Horror and humor sometimes lie too close together for comfort. No better instance of this uneasy conjunction could be found than in the stories and poems of Edgar Allan Poe. By the slightest of twists, Poe turns a farcical situation into nightmare. He cultivates exaggeration, inflating his style until it glimmers with little flashes of hysteria.What makes it all the scarier is that the hysteria is so analytical. In Poe, reason itself appears as a form of hallucination.

Last Saturday, October 7, marked the anniversary of Poe’s ignominious death in 1849, in the drunk tank of Baltimore’s Washington College Hospital. Found half-conscious in the gutter, dressed in somebody else’s ill-fitting clothes, Poe slipped in and out of delirium during the four days it took him to die. His doctor concluded that Poe hadn’t been drinking, but he was unable to diagnose his condition; in fact, nobody knows what caused his death, though everything from a “weak heart” to rabies has been suggested. In its unsettling blend of the “grotesque and the arabesque,” his death seems a cruel imitation of his art.

In the quintessential Poe story — all are available in any number of inexpensive editions — the unnamed narrator is usually afflicted with a terrifying paralysis of the will, a state of death-in-life; at its most extreme, as in “The Premature Burial,” the trance becomes a living entombment. To be buried alive wasn’t only Poe’s worst nightmare: It stood as an analogue of his innermost being. What gives those numbing trances their final frisson of horror — from the fatal stupor of Roderick Usher to the ghastly resurrection of “Ligeia,” perhaps his greatest parable — is their moral dimension. His characters are disfigured by their own overwhelming lucidity; only through suspension of the will, through a kind of moral amnesia, can they act. They commit unspeakable atrocities without the slightest qualm — as in “The Black Cat,” when the narrator in a frenzy of paranoia gouges out the eye of Pluto, his all too aptly named cat — only to plunge into the most searing lucidity after the fact. For Poe, to enact buried impulses, the more shocking the better, is the prerequisite for moral consciousness.

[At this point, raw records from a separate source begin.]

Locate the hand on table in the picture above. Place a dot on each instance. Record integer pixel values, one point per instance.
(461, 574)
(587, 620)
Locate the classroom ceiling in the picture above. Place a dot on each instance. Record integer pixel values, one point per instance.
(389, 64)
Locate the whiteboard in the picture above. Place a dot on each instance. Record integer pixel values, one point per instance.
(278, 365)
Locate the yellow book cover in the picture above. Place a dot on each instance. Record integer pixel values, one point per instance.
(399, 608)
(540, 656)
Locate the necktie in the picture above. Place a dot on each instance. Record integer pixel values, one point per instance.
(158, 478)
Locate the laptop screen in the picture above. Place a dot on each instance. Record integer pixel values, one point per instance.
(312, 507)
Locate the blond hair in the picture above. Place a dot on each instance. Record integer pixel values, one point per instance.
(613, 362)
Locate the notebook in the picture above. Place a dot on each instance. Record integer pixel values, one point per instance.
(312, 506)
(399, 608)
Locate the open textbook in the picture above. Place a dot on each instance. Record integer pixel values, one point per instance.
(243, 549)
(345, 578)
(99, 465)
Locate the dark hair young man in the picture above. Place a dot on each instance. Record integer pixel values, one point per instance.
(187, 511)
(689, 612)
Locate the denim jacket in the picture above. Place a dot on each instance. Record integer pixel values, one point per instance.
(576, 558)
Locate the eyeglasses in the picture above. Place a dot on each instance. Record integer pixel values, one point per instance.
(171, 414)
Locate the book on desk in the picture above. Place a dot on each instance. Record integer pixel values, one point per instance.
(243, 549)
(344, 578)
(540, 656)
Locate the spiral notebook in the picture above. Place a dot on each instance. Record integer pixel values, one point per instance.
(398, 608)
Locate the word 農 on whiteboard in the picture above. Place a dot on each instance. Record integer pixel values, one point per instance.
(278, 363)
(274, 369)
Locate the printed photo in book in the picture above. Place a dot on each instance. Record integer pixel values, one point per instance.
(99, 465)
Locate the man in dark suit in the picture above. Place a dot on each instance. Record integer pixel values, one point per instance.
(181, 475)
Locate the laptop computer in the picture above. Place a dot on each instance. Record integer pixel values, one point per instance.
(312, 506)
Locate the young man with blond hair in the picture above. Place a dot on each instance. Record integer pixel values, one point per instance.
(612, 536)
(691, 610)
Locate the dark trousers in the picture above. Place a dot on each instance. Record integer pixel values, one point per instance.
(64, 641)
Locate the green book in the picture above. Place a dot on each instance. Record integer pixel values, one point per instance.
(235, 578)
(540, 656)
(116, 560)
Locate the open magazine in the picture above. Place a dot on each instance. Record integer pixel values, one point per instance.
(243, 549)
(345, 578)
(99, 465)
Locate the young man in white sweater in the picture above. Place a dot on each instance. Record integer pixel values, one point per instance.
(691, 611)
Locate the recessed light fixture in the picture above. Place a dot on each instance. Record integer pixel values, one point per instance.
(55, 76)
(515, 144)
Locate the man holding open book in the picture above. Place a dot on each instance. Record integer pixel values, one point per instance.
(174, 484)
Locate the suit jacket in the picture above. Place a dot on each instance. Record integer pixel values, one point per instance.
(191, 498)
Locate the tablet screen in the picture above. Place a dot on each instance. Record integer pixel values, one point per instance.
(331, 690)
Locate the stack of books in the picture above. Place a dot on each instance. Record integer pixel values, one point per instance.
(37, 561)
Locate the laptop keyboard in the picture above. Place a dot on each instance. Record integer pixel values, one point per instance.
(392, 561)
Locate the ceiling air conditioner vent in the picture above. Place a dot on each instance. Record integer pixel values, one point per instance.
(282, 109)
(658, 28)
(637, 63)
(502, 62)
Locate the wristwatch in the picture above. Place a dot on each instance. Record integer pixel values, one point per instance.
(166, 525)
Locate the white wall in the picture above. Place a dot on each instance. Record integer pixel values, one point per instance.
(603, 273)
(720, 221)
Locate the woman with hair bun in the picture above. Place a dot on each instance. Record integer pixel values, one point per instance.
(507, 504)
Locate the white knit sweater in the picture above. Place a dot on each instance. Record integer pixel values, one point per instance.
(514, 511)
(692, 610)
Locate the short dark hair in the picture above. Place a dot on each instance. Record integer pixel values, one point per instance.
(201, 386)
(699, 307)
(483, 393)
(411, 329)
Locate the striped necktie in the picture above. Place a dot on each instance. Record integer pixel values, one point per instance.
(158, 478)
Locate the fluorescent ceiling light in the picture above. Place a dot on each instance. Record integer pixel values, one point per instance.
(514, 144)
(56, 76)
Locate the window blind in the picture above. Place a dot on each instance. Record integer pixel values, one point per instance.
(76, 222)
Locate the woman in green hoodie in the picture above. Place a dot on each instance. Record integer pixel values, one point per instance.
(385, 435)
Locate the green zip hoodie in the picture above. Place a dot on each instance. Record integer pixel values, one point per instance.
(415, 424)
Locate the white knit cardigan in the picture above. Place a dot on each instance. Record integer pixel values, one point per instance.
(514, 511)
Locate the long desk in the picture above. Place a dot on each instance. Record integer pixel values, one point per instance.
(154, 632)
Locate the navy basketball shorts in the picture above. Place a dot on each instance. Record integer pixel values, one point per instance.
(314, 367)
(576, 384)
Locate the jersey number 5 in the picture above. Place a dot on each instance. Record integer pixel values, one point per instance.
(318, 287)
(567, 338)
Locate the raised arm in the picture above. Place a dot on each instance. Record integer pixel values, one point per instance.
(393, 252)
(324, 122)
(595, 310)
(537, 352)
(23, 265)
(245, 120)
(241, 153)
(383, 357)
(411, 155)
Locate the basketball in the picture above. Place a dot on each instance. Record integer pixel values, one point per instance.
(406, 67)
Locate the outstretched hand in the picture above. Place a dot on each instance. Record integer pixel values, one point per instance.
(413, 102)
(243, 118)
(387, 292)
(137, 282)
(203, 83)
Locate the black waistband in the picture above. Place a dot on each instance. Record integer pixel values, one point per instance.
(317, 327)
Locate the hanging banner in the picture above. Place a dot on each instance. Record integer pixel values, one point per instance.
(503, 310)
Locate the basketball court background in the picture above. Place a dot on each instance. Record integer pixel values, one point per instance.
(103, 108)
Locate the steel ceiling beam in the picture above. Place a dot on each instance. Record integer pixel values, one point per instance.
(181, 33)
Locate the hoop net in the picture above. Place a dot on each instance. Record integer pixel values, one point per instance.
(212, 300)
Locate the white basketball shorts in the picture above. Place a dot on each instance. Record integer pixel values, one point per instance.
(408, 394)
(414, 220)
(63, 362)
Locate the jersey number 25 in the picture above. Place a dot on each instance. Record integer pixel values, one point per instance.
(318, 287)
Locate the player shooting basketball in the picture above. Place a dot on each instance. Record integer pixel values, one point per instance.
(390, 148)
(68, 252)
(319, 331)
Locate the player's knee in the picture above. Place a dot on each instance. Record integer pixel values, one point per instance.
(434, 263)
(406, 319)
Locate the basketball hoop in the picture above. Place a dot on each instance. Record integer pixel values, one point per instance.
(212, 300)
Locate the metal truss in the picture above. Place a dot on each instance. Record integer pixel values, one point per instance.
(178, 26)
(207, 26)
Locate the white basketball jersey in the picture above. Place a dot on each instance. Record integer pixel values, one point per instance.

But as Poe discovered, the shock could be enhanced by lacing it slyly with the farcical. Thus, in “Berenice,” one of his most disturbing tales, the narrator grows morbidly fascinated with his beautiful cousin Berenice’s teeth. Poe confessed later that he had first planned “Berenice” as a grotesque comedy, only to realize its greater potential as a horror story; and the traces of almost slapstick humor that remain, verging on self-parody, intensify the story’s quite sickening effect. “The teeth!” exclaims the deranged narrator, “The teeth! They were here, and there, and everywhere, and visibly and palpably before me; long, narrow, and excessively white, with the pale lips writhing about them…” He covets those teeth, he longs to have them; the premise is just absurd enough to be convincing. At the end, the narrator wakes from a trance to discover a box “from which there rolled out some instruments of dental surgery, intermingled with thirty-two small, white, and ivory-looking substances” and realizes that he has performed a full extraction on Berenice while she lay in a catatonic stupor. All her beauty — and Berenice herself — has been reduced to a set of chompers. But the horror is moral; it lies in that reduction, at once clinical and monstrous.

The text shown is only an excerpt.